E tome-se, ainda, esses ridículos como o caricato de uma caricatura do figurino urbano, pose mal entrajada de uma ruralidade que invade a cidade indefesa (por insuficiências de sólidos fundamentos burgueses) para se defender da rusticidade que a ocupa.
Esta realidade nada tem de desprimoroso. Grotesco será não assumi-la. Direi mesmo que, numa tendência moderna de regionalização como processo de absorção das demasias mórbidas do urbanismo, a ruralidade é antes uma disponibilidade para um contorno cultural, dialecticamente apreciável no difuso do planetarismo.
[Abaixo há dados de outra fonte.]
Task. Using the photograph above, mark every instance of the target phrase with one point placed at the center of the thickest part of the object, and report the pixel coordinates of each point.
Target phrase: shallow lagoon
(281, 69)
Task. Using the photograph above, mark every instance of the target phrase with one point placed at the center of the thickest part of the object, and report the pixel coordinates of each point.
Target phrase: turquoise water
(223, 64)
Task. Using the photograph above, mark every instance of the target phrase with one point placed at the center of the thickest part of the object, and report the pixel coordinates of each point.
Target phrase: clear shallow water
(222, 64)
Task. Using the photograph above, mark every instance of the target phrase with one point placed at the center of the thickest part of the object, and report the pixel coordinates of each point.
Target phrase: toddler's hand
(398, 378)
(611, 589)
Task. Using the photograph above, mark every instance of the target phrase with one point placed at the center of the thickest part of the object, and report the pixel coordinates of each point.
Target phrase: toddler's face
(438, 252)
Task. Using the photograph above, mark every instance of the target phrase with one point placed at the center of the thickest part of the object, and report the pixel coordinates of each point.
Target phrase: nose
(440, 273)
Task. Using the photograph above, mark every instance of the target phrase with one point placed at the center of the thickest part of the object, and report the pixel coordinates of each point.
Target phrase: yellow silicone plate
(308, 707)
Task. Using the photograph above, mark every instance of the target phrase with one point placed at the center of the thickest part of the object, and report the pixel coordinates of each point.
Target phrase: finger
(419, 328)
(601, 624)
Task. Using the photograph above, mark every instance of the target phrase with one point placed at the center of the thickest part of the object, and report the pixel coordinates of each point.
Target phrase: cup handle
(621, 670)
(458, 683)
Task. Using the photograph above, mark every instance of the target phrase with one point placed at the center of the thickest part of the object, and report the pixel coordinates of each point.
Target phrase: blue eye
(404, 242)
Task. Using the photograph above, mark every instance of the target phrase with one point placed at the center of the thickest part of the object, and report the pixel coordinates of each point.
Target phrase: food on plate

Será pois tempo de abrirmos a arca da cultura que nos é congénita, fazendo falar os símbolos de uma ruralidade que nos desvenda a razão de sermos uma cultura predominantemente fêmea. Não se escandalizem as petulâncias da virilidade portucalense com esta relação que estabeleço entre o rural e o feminino. Qualquer aldeão abaixará a grimpa da viripotência a quem pretender o contrário, remetendo para a patroa o atino em assuntos grados da vida.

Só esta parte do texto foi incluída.